Extremely large scale systems offer a new challenge to application designers. Current software development techniques do not scale well in execution efficiency on these systems or, more importantly, in the amount of time the programmer spends writing, debugging, and tuning the software. To realize extreme-scale computing, we must increase programmer productivity. To that end, we require three advances in the programming paradigm for these systems. First, the application programmer must interact with the development environment at a level higher than processes or execution threads. Tools must support these interaction modes and more abstract application views. Second, system monitoring functions must exist to provide feedback to the application programmer on overall system performance. Monitoring an extreme-scale system must include some degree of automation and must be able to infer overall performance from a small set of monitoring points. Feedback must be compressed to highlight performance issues at the high abstraction level the programmer requires. Finally, many low-level optimization decisions must be automated by incorporating a new generation of compiler optimizations targeting global program behavior, and these must be intimately integrated with the monitoring system. These advances are described collectively as autonomic performance optimization.
Our proposed research addresses these requirements by developing new tools and extending current tools to manage large software projects. We will extend our prior work on the Tau framework of performance instrumentation and analysis tools to the scale used by these HEC applications. To do this, we will incorporate a new framework for monitoring representative "skeletons" that can provide information to the programmer about total system performance by using a simpler model that matches the execution profile of the full application. Performance modeling of the skeleton is achieved by placement of profile monitors at strategic points in the system. We will utilize advanced machine learning techniques to determine the placement of these monitor points, as well as to synthesize the resulting large quantity of performance information into the proper form for the application designer. Finally, we will automate some critical low-level design decisions by feeding profile data directly to the compiler and dynamic code translator. The optimizations developed target data layout, data duplication throughout the system, and dynamic data movement. Optimizing data management will decrease average access latency for memory references, reducing congestion on the inter-processor and inter-cluster networks while freeing the programmer from making detailed data placement decisions.

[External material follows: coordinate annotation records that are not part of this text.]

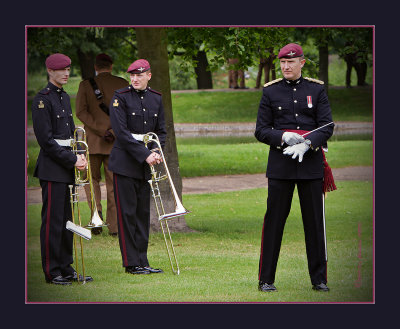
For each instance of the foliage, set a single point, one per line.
(248, 44)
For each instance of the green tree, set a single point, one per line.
(152, 45)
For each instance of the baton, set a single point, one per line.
(307, 133)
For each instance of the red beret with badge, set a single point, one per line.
(291, 50)
(58, 61)
(139, 66)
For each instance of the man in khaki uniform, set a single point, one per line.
(92, 103)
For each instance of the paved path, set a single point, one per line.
(225, 183)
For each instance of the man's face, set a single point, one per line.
(140, 81)
(291, 67)
(59, 77)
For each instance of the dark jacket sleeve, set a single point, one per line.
(323, 117)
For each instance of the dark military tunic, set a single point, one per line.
(285, 105)
(134, 112)
(294, 105)
(52, 119)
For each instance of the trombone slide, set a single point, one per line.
(79, 230)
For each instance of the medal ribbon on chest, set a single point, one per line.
(309, 101)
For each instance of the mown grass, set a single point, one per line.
(219, 262)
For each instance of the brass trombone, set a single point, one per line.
(80, 146)
(162, 215)
(95, 220)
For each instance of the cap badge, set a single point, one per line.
(309, 101)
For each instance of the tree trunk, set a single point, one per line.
(203, 76)
(152, 45)
(361, 69)
(86, 62)
(323, 64)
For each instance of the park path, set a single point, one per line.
(226, 183)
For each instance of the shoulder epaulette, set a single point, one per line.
(272, 82)
(123, 90)
(154, 91)
(314, 80)
(44, 91)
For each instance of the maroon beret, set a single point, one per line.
(103, 58)
(58, 61)
(291, 50)
(139, 66)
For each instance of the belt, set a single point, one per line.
(64, 142)
(138, 137)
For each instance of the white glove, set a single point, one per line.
(292, 138)
(297, 150)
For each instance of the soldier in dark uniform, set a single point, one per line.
(134, 111)
(54, 128)
(289, 107)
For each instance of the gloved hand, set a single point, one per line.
(292, 138)
(297, 150)
(108, 136)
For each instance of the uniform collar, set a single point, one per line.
(52, 87)
(140, 92)
(293, 82)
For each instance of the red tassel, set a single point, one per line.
(329, 183)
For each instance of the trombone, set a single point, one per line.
(95, 220)
(162, 215)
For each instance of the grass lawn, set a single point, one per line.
(219, 262)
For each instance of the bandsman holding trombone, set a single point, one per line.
(134, 111)
(54, 127)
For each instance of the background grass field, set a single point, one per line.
(219, 261)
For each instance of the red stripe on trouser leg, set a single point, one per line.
(261, 253)
(48, 229)
(121, 228)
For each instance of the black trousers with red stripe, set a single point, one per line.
(56, 242)
(280, 193)
(132, 199)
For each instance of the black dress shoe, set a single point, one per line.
(97, 230)
(153, 270)
(59, 280)
(321, 287)
(74, 278)
(136, 270)
(263, 286)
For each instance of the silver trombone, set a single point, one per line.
(179, 210)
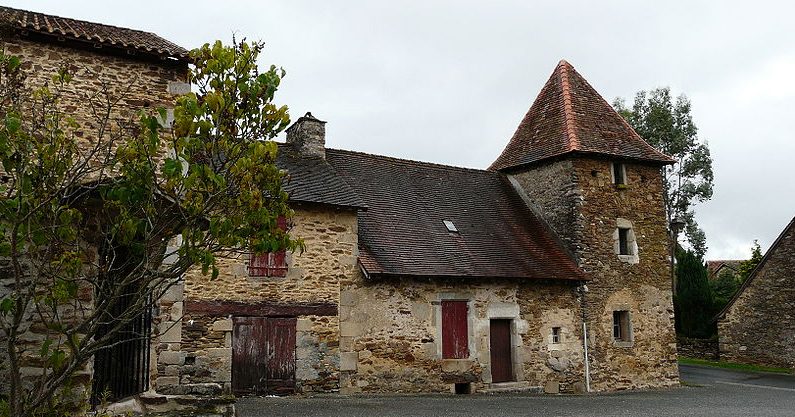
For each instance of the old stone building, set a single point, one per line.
(428, 278)
(547, 271)
(758, 324)
(718, 267)
(130, 68)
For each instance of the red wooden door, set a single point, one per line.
(263, 355)
(455, 331)
(501, 362)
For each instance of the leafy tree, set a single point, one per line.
(748, 266)
(84, 227)
(723, 287)
(693, 302)
(668, 125)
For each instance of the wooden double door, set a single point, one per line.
(263, 355)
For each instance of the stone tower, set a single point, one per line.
(600, 187)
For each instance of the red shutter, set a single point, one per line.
(258, 265)
(278, 267)
(455, 330)
(270, 264)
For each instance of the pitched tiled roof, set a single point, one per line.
(570, 116)
(313, 180)
(93, 33)
(782, 239)
(403, 231)
(714, 265)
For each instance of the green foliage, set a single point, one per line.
(723, 287)
(748, 266)
(667, 125)
(693, 300)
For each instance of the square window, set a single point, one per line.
(556, 337)
(455, 330)
(621, 328)
(268, 264)
(623, 241)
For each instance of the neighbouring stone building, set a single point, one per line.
(131, 68)
(547, 271)
(718, 267)
(758, 324)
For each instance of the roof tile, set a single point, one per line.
(80, 30)
(570, 116)
(403, 232)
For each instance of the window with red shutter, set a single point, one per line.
(455, 330)
(269, 264)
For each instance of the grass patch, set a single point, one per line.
(731, 365)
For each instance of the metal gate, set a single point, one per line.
(122, 368)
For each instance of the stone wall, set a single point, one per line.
(759, 327)
(133, 84)
(592, 209)
(697, 348)
(130, 83)
(194, 351)
(391, 334)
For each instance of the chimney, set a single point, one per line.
(308, 137)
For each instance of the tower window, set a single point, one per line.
(623, 241)
(619, 174)
(556, 335)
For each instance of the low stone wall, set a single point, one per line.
(697, 348)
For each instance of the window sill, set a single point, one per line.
(630, 259)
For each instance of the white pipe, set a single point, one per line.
(587, 365)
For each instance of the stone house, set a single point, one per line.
(421, 277)
(758, 324)
(546, 271)
(138, 69)
(722, 266)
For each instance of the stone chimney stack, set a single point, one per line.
(308, 136)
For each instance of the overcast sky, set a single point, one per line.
(449, 81)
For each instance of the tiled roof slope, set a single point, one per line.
(402, 232)
(570, 116)
(780, 240)
(313, 180)
(93, 33)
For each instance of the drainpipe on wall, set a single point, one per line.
(581, 290)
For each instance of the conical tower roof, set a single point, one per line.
(569, 116)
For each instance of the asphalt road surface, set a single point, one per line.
(708, 392)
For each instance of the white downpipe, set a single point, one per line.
(587, 364)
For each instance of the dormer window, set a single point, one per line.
(450, 226)
(619, 174)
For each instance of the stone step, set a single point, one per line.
(518, 386)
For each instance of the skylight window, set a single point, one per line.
(450, 226)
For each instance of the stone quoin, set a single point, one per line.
(543, 272)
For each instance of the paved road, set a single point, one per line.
(710, 392)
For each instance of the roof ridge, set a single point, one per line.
(86, 30)
(48, 15)
(626, 124)
(568, 112)
(412, 161)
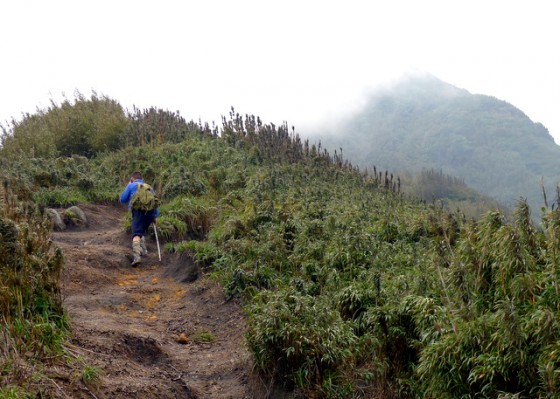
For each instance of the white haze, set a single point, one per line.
(296, 61)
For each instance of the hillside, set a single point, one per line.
(424, 123)
(340, 285)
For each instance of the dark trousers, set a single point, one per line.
(141, 221)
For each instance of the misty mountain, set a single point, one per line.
(424, 123)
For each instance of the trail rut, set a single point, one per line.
(128, 321)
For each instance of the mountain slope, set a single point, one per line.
(424, 123)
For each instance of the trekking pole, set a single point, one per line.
(157, 242)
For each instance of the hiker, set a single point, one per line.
(144, 212)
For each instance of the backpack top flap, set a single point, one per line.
(144, 198)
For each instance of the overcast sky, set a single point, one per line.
(293, 60)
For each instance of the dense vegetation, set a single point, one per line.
(351, 288)
(424, 123)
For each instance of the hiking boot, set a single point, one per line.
(136, 252)
(143, 246)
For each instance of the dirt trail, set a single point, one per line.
(127, 320)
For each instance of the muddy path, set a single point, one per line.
(151, 334)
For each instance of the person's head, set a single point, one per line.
(136, 175)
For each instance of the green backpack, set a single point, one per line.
(144, 198)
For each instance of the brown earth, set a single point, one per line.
(152, 335)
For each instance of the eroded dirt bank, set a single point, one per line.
(127, 321)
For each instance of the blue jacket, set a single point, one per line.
(129, 191)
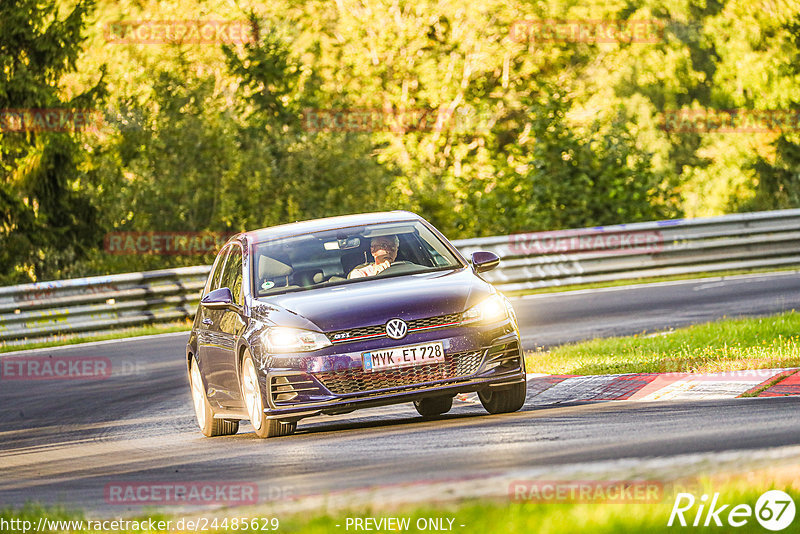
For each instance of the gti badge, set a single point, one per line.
(396, 329)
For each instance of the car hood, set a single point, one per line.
(373, 302)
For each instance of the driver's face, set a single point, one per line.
(383, 249)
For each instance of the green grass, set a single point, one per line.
(71, 339)
(647, 280)
(506, 516)
(726, 345)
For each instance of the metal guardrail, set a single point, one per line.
(529, 261)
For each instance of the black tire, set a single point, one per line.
(203, 412)
(503, 400)
(433, 406)
(254, 403)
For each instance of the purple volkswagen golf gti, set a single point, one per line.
(332, 315)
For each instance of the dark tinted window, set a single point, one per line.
(232, 273)
(216, 273)
(322, 258)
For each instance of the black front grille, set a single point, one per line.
(379, 330)
(356, 380)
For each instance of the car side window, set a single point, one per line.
(216, 276)
(232, 274)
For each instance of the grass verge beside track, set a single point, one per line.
(725, 345)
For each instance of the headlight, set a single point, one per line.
(491, 310)
(284, 339)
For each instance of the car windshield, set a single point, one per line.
(345, 255)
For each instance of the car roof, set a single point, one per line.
(328, 223)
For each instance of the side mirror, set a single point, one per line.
(484, 261)
(218, 299)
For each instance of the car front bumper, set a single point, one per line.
(476, 360)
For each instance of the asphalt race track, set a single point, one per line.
(64, 441)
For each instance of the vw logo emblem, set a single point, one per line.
(396, 329)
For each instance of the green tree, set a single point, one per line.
(47, 221)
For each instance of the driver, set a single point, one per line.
(384, 250)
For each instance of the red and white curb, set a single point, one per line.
(558, 389)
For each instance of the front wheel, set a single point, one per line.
(503, 400)
(209, 426)
(253, 400)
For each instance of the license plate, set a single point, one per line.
(393, 358)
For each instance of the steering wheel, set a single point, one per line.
(400, 267)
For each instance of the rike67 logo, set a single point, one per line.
(774, 510)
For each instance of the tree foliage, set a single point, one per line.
(531, 134)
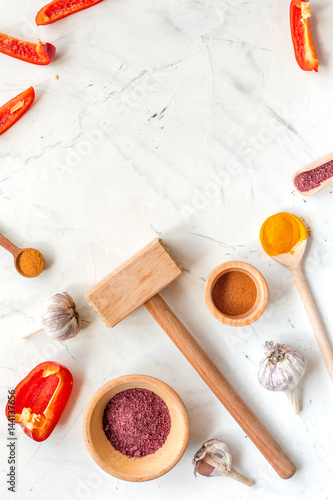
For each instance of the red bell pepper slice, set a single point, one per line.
(301, 35)
(41, 53)
(58, 9)
(40, 399)
(15, 108)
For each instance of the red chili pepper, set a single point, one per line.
(62, 8)
(41, 53)
(40, 399)
(301, 35)
(15, 108)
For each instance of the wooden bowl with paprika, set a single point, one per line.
(236, 293)
(136, 428)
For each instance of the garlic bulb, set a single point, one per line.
(61, 321)
(214, 459)
(281, 370)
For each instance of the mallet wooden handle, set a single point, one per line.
(220, 386)
(314, 318)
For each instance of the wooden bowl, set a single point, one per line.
(114, 462)
(258, 307)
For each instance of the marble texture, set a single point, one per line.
(185, 120)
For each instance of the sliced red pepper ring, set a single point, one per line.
(58, 9)
(40, 399)
(15, 108)
(301, 35)
(40, 53)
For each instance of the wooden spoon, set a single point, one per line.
(16, 252)
(312, 166)
(292, 261)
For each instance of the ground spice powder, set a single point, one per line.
(234, 293)
(31, 262)
(136, 422)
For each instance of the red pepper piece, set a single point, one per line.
(40, 399)
(41, 53)
(301, 35)
(62, 8)
(15, 108)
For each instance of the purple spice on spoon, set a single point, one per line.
(311, 179)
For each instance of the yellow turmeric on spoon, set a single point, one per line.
(281, 232)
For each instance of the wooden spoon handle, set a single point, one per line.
(220, 386)
(8, 245)
(315, 321)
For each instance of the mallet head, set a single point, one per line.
(134, 283)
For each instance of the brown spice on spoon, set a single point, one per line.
(234, 293)
(30, 262)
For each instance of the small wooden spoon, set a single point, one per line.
(16, 252)
(292, 261)
(312, 166)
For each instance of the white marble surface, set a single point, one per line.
(183, 119)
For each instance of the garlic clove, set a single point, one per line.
(214, 459)
(294, 401)
(281, 370)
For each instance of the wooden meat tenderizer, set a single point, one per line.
(138, 282)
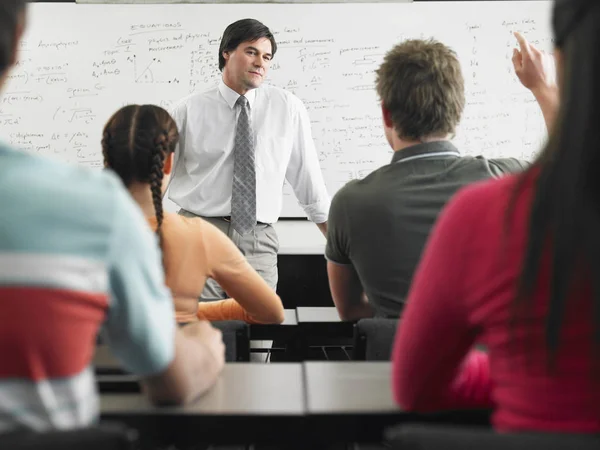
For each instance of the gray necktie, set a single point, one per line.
(243, 192)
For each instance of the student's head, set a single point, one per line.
(245, 54)
(12, 25)
(422, 92)
(565, 210)
(138, 144)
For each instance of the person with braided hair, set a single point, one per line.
(139, 144)
(77, 257)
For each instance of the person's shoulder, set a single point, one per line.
(485, 194)
(501, 166)
(347, 196)
(50, 176)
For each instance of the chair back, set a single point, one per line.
(236, 337)
(374, 339)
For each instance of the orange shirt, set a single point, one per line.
(194, 250)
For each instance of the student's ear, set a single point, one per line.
(168, 167)
(387, 117)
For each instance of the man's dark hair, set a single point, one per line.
(10, 11)
(243, 31)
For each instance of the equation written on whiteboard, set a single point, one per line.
(66, 84)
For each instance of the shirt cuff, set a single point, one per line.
(317, 212)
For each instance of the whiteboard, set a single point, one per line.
(80, 63)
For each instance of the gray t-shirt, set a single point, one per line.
(381, 223)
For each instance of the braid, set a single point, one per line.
(156, 178)
(106, 144)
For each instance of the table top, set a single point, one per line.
(317, 314)
(242, 389)
(349, 387)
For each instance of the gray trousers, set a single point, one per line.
(259, 247)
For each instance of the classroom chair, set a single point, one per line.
(374, 339)
(435, 437)
(236, 337)
(100, 437)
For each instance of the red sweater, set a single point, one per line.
(462, 294)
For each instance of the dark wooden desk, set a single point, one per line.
(258, 403)
(320, 328)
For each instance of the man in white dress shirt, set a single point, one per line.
(239, 142)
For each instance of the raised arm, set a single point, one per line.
(534, 69)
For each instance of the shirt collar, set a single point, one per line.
(426, 150)
(231, 96)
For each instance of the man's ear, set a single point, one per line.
(168, 167)
(387, 117)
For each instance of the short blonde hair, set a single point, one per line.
(420, 83)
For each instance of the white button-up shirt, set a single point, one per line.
(203, 173)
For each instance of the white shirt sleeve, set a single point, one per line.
(304, 171)
(179, 114)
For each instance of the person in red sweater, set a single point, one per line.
(514, 264)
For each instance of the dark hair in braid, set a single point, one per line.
(136, 141)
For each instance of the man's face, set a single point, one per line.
(247, 66)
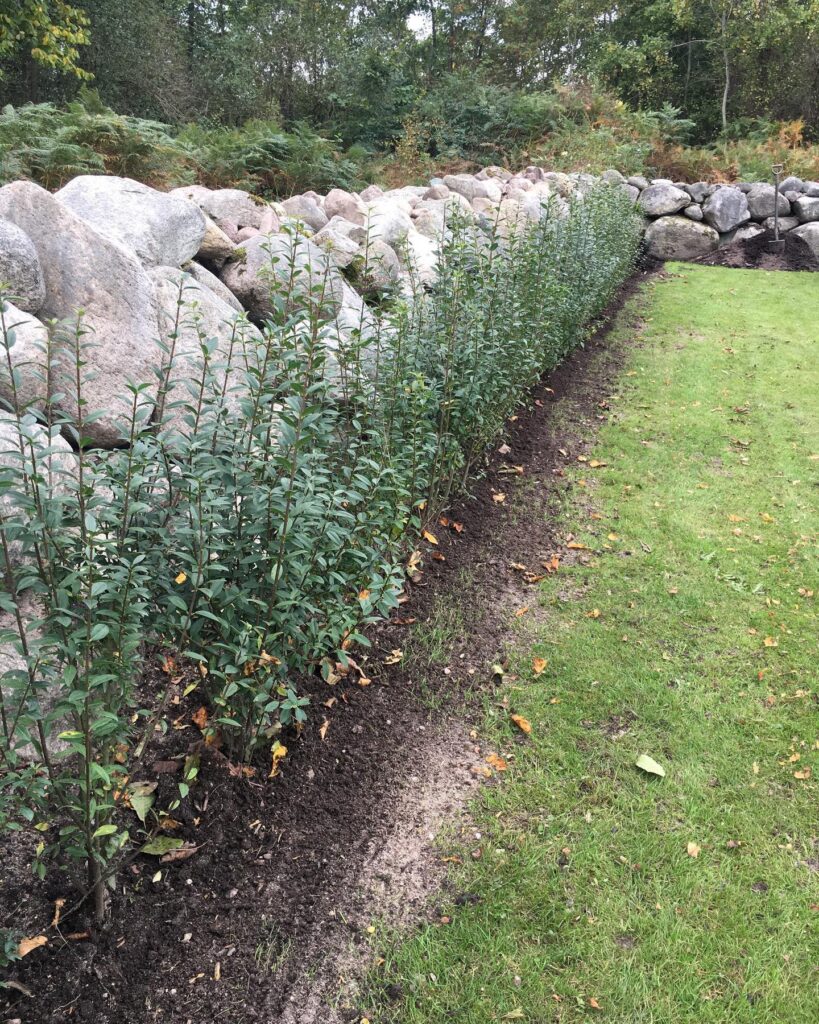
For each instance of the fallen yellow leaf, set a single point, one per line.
(277, 753)
(27, 945)
(522, 723)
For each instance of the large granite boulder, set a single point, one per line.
(339, 203)
(336, 241)
(267, 265)
(387, 219)
(471, 187)
(85, 270)
(307, 209)
(791, 183)
(24, 385)
(159, 228)
(785, 223)
(216, 247)
(764, 200)
(213, 284)
(726, 209)
(662, 199)
(19, 267)
(183, 329)
(230, 205)
(54, 463)
(680, 238)
(803, 243)
(377, 269)
(698, 190)
(807, 209)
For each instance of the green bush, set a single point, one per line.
(51, 144)
(264, 519)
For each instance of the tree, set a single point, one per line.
(51, 31)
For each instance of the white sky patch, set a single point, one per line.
(420, 25)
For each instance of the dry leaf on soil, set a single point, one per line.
(27, 945)
(200, 718)
(522, 723)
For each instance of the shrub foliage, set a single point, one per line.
(257, 524)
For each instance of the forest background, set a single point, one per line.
(277, 96)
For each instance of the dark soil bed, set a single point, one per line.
(274, 857)
(755, 254)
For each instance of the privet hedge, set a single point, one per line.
(264, 521)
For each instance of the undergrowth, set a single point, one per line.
(259, 511)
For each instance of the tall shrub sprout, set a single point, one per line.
(258, 514)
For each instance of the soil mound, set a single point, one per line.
(753, 254)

The intellectual merit of this proposal is in the new paradigm of autonomic performance optimization as a framework for the integration of performance methods and tools for HEC systems. The broader impact is both technical and societal. Ultimately, we strive to enhance the computational tool infrastructure used to solve Grand Challenge scientific computing problems. However, we believe this must be done in association with the evolution of large-scale computing to use introspective, autonomic platforms and systems. Our work will enable practitioners to more easily build efficient, scalable applications, to solve very large and complex problems, and to do so more quickly than is currently feasible. The significant increase in the productivity of applications writers will not only enhance the development of scientific applications important to our national infrastructure, but will also open HEC to important economic and societal applications where computing is advancing science and technology.